Show all filings for ALLSCRIPTS HEALTHCARE SOLUTIONS, INC. | Request a Trial to NEW EDGAR Online Pro

Form 8-K for ALLSCRIPTS HEALTHCARE SOLUTIONS, INC.


2-Jul-2013

Entry into a Material Definitive Agreement, Termination of


Item 1.01. Entry Into a Material Definitive Agreement.

On June 28, 2013, Allscripts Healthcare Solutions, Inc. (the "Company") and Allscripts Healthcare, LLC entered into a Credit Agreement (the "New Credit Agreement") with Citibank, N.A., as syndication agent, KeyBank National Association, SunTrust Bank, Deutsche Bank Securities Inc. and The Bank of Tokyo-Mitsubishi UFJ, Ltd., as co-documentation agents, JPMorgan Chase Bank, N.A., as administrative agent, and the lenders party thereto. J.P. Morgan Securities Inc. and Citigroup Global Markets Inc. (the "Lead Arrangers") served as lead arrangers and bookrunners in connection with the Credit Agreement. The New Credit Agreement provides for a $225 million senior secured term loan (the "Term Loan") and a $425 million senior secured revolving facility (the "Revolving Facility"), each with a five year term. The Term Loan is repayable in quarterly installments commencing on September 30, 2013. A total of up to $50 million of the Revolving Facility is available for the issuance of letters of credit, up to $10 million of the Revolving Facility is available for swingline loans, and up to $100 million of the Revolving Facility could be borrowed under certain foreign currencies.
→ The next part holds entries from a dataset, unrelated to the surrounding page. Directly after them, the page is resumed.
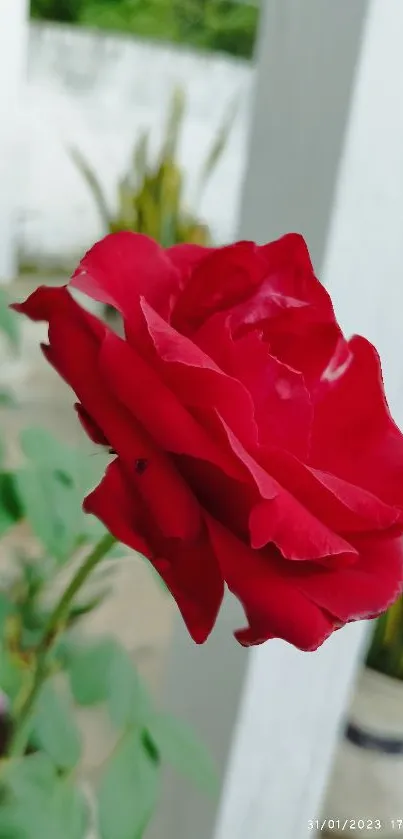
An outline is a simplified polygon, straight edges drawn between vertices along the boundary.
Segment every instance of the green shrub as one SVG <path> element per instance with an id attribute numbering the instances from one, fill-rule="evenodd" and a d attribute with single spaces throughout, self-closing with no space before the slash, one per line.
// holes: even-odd
<path id="1" fill-rule="evenodd" d="M 258 8 L 242 0 L 32 0 L 32 16 L 249 58 Z"/>
<path id="2" fill-rule="evenodd" d="M 31 17 L 77 23 L 85 0 L 31 0 Z"/>

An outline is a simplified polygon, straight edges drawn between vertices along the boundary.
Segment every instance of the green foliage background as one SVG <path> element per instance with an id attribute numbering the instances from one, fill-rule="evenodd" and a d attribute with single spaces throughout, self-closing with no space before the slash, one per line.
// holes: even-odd
<path id="1" fill-rule="evenodd" d="M 31 0 L 34 19 L 78 23 L 250 58 L 258 8 L 242 0 Z"/>

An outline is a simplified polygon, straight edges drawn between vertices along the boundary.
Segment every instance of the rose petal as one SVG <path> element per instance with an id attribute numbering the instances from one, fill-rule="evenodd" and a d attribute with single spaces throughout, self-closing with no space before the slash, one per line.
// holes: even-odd
<path id="1" fill-rule="evenodd" d="M 71 284 L 94 300 L 137 319 L 144 295 L 162 317 L 169 317 L 180 273 L 163 249 L 140 233 L 106 236 L 81 260 Z"/>
<path id="2" fill-rule="evenodd" d="M 257 441 L 253 402 L 241 382 L 226 375 L 188 338 L 176 332 L 145 300 L 141 303 L 159 370 L 186 407 L 217 409 L 246 443 Z"/>
<path id="3" fill-rule="evenodd" d="M 372 493 L 320 469 L 301 463 L 284 449 L 265 447 L 264 468 L 310 512 L 336 533 L 402 530 L 402 515 Z"/>
<path id="4" fill-rule="evenodd" d="M 172 312 L 172 326 L 191 335 L 210 315 L 245 300 L 264 278 L 265 261 L 254 242 L 213 249 L 198 262 Z"/>
<path id="5" fill-rule="evenodd" d="M 38 314 L 41 298 L 41 319 L 49 319 L 49 346 L 44 347 L 48 360 L 73 388 L 92 422 L 130 470 L 160 530 L 166 536 L 193 538 L 201 519 L 196 499 L 168 455 L 153 444 L 106 385 L 100 365 L 106 327 L 85 312 L 65 289 L 59 289 L 56 296 L 44 293 L 35 298 Z M 28 301 L 26 308 L 29 307 Z M 130 366 L 125 373 L 129 381 Z M 144 473 L 136 472 L 137 461 L 146 463 Z"/>
<path id="6" fill-rule="evenodd" d="M 88 411 L 86 411 L 83 405 L 81 405 L 80 402 L 76 402 L 74 408 L 77 412 L 81 425 L 90 440 L 101 446 L 109 446 L 109 440 L 106 439 L 102 429 L 94 422 L 93 418 L 90 416 Z"/>
<path id="7" fill-rule="evenodd" d="M 248 629 L 235 633 L 238 641 L 250 646 L 283 638 L 301 649 L 316 649 L 334 628 L 329 616 L 280 575 L 270 551 L 252 550 L 213 518 L 207 525 L 223 576 L 249 622 Z"/>
<path id="8" fill-rule="evenodd" d="M 295 581 L 300 592 L 343 623 L 381 614 L 402 592 L 402 538 L 362 536 L 354 544 L 359 551 L 354 565 Z"/>
<path id="9" fill-rule="evenodd" d="M 87 497 L 85 509 L 117 539 L 148 557 L 175 598 L 193 640 L 202 644 L 215 624 L 224 593 L 205 529 L 190 542 L 164 538 L 119 461 L 110 464 L 101 484 Z"/>
<path id="10" fill-rule="evenodd" d="M 173 245 L 171 248 L 166 249 L 166 255 L 175 265 L 175 268 L 178 268 L 181 272 L 181 288 L 184 287 L 185 282 L 196 265 L 203 259 L 206 259 L 214 250 L 214 248 L 204 247 L 203 245 L 191 244 Z"/>
<path id="11" fill-rule="evenodd" d="M 315 409 L 311 463 L 403 508 L 403 438 L 386 402 L 375 348 L 356 336 L 351 364 Z"/>
<path id="12" fill-rule="evenodd" d="M 162 449 L 210 461 L 235 477 L 240 474 L 231 452 L 196 422 L 133 347 L 109 333 L 99 363 L 111 392 Z"/>

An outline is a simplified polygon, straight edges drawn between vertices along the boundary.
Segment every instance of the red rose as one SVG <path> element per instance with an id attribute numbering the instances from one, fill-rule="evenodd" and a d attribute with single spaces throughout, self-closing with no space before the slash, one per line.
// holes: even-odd
<path id="1" fill-rule="evenodd" d="M 67 288 L 21 306 L 94 442 L 116 454 L 86 498 L 165 580 L 195 641 L 224 585 L 245 645 L 312 650 L 401 590 L 403 438 L 375 349 L 347 342 L 300 236 L 263 247 L 109 236 L 72 286 L 119 310 L 126 338 Z"/>

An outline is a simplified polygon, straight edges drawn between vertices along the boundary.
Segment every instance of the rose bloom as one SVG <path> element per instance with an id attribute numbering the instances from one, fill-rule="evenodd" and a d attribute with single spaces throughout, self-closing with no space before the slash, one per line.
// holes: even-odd
<path id="1" fill-rule="evenodd" d="M 43 351 L 114 455 L 85 510 L 148 557 L 192 638 L 225 585 L 245 646 L 313 650 L 382 612 L 403 576 L 403 438 L 374 347 L 344 338 L 303 239 L 163 250 L 119 233 L 70 285 L 115 307 L 125 337 L 68 287 L 15 308 L 48 321 Z"/>

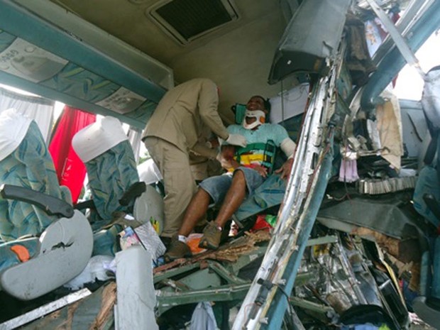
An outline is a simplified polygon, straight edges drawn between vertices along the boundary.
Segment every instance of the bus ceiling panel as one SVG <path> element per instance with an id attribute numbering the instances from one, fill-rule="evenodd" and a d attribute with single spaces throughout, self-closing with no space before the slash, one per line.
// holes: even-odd
<path id="1" fill-rule="evenodd" d="M 413 52 L 417 50 L 440 27 L 440 1 L 434 1 L 407 33 L 407 43 Z M 378 69 L 364 87 L 361 106 L 366 111 L 375 108 L 379 94 L 396 77 L 406 62 L 395 45 L 380 62 Z"/>

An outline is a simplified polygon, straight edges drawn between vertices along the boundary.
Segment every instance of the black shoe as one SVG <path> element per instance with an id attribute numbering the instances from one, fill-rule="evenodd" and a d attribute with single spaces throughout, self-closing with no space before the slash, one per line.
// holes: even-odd
<path id="1" fill-rule="evenodd" d="M 179 240 L 173 240 L 170 248 L 163 255 L 165 263 L 170 263 L 181 258 L 189 258 L 192 255 L 189 246 Z"/>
On June 28, 2013, the Company borrowed $60 million under the Revolving Facility in connection with its entry into the New Credit Agreement.

The proceeds of the Term Loan will be used to repay the existing debt under the Credit Agreement, dated as of August 20, 2010, as amended and restated as of March 31, 2011 (the "Old Credit Agreement"), among the Company, Allscripts Healthcare, LLC, JPMorgan Chase Bank, as administrative agent, the lenders party thereto and certain other agents party thereto, to repay the existing debt under the Incremental Assumption Agreement, dated as of June 11, 2012 (the "Incremental Assumption Agreement"), among the Company, J. P. Morgan Securities LLC, Mizuho Corporate Bank, LTD., SunTrust Robinson Humphrey, Inc. and other participating lenders party thereto, and to pay fees and expenses in connection with the refinancing. In conjunction with the closing of the New Credit Agreement, the Company used a portion of the proceeds from the borrowings under the Revolving Facility to refinance the seller notes and deferred purchase price obligations incurred in connection with the Company's acquisition of dbMotion, Ltd. The proceeds of the Revolving Facility can be used to finance the Company's working capital needs and for general corporate purposes, including, without limitation, financing of permitted acquisitions, and for share repurchases. The Company is also permitted to add one or more incremental revolving and/or term loan facilities in an aggregate amount of up to $250 million, subject to certain conditions.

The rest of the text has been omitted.